Wednesday, November 23, 2005
I have that book Learn to Knit Socks and I have a new philosphy of life which is that I will embrace my shortcomings. This started when two people, both of whom I respect, told me in one day that I might not be doing well on job interviews because my depression shows through.

First, I thought about what to do to cover the depression.

Then, I thought that if I were not depressed in this situation, some form of mental illness worse than depression would have taken over my mind.

Then, I gave up sugar and am no longer depressed.

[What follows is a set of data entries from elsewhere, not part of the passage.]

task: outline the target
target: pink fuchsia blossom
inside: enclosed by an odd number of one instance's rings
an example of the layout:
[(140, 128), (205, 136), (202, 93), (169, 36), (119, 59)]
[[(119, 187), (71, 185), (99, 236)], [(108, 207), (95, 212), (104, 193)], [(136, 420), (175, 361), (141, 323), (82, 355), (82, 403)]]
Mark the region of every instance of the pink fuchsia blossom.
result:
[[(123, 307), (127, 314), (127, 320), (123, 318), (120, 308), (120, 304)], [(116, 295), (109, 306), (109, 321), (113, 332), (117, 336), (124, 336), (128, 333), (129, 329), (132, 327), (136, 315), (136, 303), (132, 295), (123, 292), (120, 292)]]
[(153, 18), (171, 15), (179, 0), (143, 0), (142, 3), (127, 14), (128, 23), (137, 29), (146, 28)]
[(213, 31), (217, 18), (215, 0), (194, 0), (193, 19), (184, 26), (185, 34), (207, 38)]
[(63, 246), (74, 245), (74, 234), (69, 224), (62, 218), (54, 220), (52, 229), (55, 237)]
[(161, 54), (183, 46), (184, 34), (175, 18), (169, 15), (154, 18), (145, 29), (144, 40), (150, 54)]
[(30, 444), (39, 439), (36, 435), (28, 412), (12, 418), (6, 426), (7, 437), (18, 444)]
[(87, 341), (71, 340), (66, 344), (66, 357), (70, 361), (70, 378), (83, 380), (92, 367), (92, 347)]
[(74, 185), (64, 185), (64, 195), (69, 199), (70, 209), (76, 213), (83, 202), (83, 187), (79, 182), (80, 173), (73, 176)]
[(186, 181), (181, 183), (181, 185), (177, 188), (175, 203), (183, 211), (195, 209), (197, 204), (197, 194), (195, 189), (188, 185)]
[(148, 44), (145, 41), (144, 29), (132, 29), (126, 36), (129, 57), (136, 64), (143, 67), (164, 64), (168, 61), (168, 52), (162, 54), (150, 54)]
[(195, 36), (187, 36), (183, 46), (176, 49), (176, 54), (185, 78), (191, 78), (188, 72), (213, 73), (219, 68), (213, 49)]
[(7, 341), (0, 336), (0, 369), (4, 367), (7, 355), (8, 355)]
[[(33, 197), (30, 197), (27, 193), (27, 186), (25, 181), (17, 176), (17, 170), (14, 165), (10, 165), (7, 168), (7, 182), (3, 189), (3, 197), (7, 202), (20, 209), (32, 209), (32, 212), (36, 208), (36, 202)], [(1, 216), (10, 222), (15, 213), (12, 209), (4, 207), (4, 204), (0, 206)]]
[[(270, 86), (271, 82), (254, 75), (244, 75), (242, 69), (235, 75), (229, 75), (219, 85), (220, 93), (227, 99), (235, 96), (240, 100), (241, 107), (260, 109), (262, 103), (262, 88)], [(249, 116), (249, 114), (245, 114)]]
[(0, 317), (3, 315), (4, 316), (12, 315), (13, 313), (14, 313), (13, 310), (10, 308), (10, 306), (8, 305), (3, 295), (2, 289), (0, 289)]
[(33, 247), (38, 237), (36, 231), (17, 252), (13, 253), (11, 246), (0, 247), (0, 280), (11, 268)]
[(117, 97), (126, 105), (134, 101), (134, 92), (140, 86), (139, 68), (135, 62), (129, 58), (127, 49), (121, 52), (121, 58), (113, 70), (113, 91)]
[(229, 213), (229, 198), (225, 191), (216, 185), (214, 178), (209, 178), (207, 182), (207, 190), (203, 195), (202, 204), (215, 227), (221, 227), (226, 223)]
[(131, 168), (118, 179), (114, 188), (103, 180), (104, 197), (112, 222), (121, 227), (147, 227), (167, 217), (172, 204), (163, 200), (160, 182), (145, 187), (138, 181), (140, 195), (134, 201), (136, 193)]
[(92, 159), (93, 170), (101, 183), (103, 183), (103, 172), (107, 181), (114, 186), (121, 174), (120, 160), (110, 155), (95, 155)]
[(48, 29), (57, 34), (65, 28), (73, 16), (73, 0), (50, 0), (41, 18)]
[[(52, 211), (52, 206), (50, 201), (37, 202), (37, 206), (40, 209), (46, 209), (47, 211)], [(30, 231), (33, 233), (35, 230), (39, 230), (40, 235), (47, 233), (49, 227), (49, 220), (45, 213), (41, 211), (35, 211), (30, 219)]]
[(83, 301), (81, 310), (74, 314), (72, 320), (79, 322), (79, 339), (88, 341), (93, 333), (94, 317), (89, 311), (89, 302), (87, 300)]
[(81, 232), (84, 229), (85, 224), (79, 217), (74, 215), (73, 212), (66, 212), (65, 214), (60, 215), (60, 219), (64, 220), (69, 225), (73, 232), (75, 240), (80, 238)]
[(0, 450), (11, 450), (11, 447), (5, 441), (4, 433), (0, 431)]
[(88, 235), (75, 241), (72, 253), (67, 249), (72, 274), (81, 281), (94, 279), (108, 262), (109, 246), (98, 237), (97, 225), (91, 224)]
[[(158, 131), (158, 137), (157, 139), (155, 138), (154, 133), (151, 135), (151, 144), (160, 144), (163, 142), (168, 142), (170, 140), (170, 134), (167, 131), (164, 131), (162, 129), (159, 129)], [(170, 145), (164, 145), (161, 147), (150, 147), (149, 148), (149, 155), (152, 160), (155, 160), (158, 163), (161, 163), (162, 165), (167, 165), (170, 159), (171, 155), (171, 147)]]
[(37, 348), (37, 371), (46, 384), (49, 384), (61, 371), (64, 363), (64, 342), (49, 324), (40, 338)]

BUT IF I WERE depressed, I would have a right to be. And as a new sock knitter, I have a right to be bad at it. So I have this beginner book Learn to Knit Socks and it has patterns for 12 socks, all knit on size 3 needles (which I know is not cool .. size 0 is the cool one .. size 1 is ok, too). Mostly, these are socks I would not want to wear. They have funny cuffs and curly-cues and look about right for a 12-year-old. Yet, I am going to make them all and from this, I will learn to make socks.

I'm wondering if CIC needs socks in adult women's size. I'm sure some kids wear this size. They don't stay small forever. The socks will all be wool, washable and warm.
 
posted by Betty Ann at 4:40 PM |


4 Comments:


At November 24, 2005 4:43 AM, Blogger christina

Oh yes! People always need socks, no matter what they look like (yours will be beautiful, of course). You could send them somewhere cold.

I like your new philsophy!

 

At November 24, 2005 7:12 AM, Blogger Betty Ann

CIC (Children in Common) seems to be a nationwide ongoing knitting event of wool socks being produced in children's sizes and sent to orphanages in eastern Europe where it is, indeed, cold. Some of these socks are totally gorgeous and are produced by experienced knitters who have enough socks already, I guess.

 

At November 24, 2005 7:30 AM, Blogger christina

Well there you are. You can learn and help others at the same time!

 

At November 24, 2005 8:41 AM, Blogger Betty Ann

Schatzi, if only there were time enough or if I were fast enough (and had enough yarn, I'd make gloves WITH fingers for them. Such a touching charity. Did you look at the web site? When kids are 17, they're forced out. My son is 17. It breaks my heart.